Enfin, si pour l’ensemble de ces raisons, la thèse d’une tribu française en Amérique nous semble stimulante du fait de tout ce qu’elle soumet à notre attention, elle nous paraît excessive, sauf pour les communautés canadiennes demeurées dans les Pays d’en Haut après la Cession de 1763. En effet, les nombreux témoignages portant sur cette communauté font état d’une grande proximité et amitié entre Canadiens et Amérindiens. Ne retenons ici que le témoignage, quelques années après la Guerre de la Conquête, de Jonathan Carver, un officier de l’armée du Connecticut engagé dans la traite des pelleteries dans les Grands Lacs et sur le Mississippi qui a fait l’observation suivante :

Cette émigration [des coureurs de bois français] toutefois a produit un effet avantageux à leur Nation [française] ; car les liaisons de ces réfugiés avec les [nations amérindiennes] & leurs continuels récits de la puissance des François et de leur Roi, auxquel, malgré leur bannissement, ils tenoient toujours par inclination ; ces récits, dis-je avoient inspiré à tous ces Indiens des sentimens extrêmement favorables à la Nation Françoise, & je suis persuadé qu’ils seroient encore prêts à saisir la première occasion de lui montrer leur rattachement, malgré le discrédit ou elle devroit être tombée dans leur esprit, depuis qu’elle a perdu le Canada ; car les Indiens sont dans la persuasion que tout peuple conquis est dans un état d’esclavage à l’égard du vainqueur. […]. Mais leur partialité pour les François avait jeté de trop profondes racines, pour pouvoir être sitôt déracinée.

Carver 1784 : 260-262

Nous savons également, ainsi que le confirment de nombreux témoignages historiques, que les Métis s’identifiaient au monde des Amérindiens face à l’arrivée des « Blancs », c’est-à-dire des Anglo-américains[3].

De tous les auteurs, c’est Rony Blum qui soutient la thèse la plus radicale sur l’indianisation des colons en Nouvelle-France.

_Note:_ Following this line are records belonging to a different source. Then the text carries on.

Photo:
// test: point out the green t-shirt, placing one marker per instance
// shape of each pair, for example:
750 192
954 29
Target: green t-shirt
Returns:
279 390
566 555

L’approche n’est pas dépourvue de romantisme dans la présentation de la rencontre du « bon Canadien » et du « bon Sauvage » en dehors de tout contexte de conquête coloniale, voire de la pratique de l’esclavage d’Amérindiens. L’enquête va dans tous les sens et trop fréquemment, la démonstration tient au caractère plausible d’une association. L’écriture, dense, n’est pas toujours limpide. Cependant, ce livre fourmille d’idées et d’approches nouvelles que l’on ne pourra plus ignorer.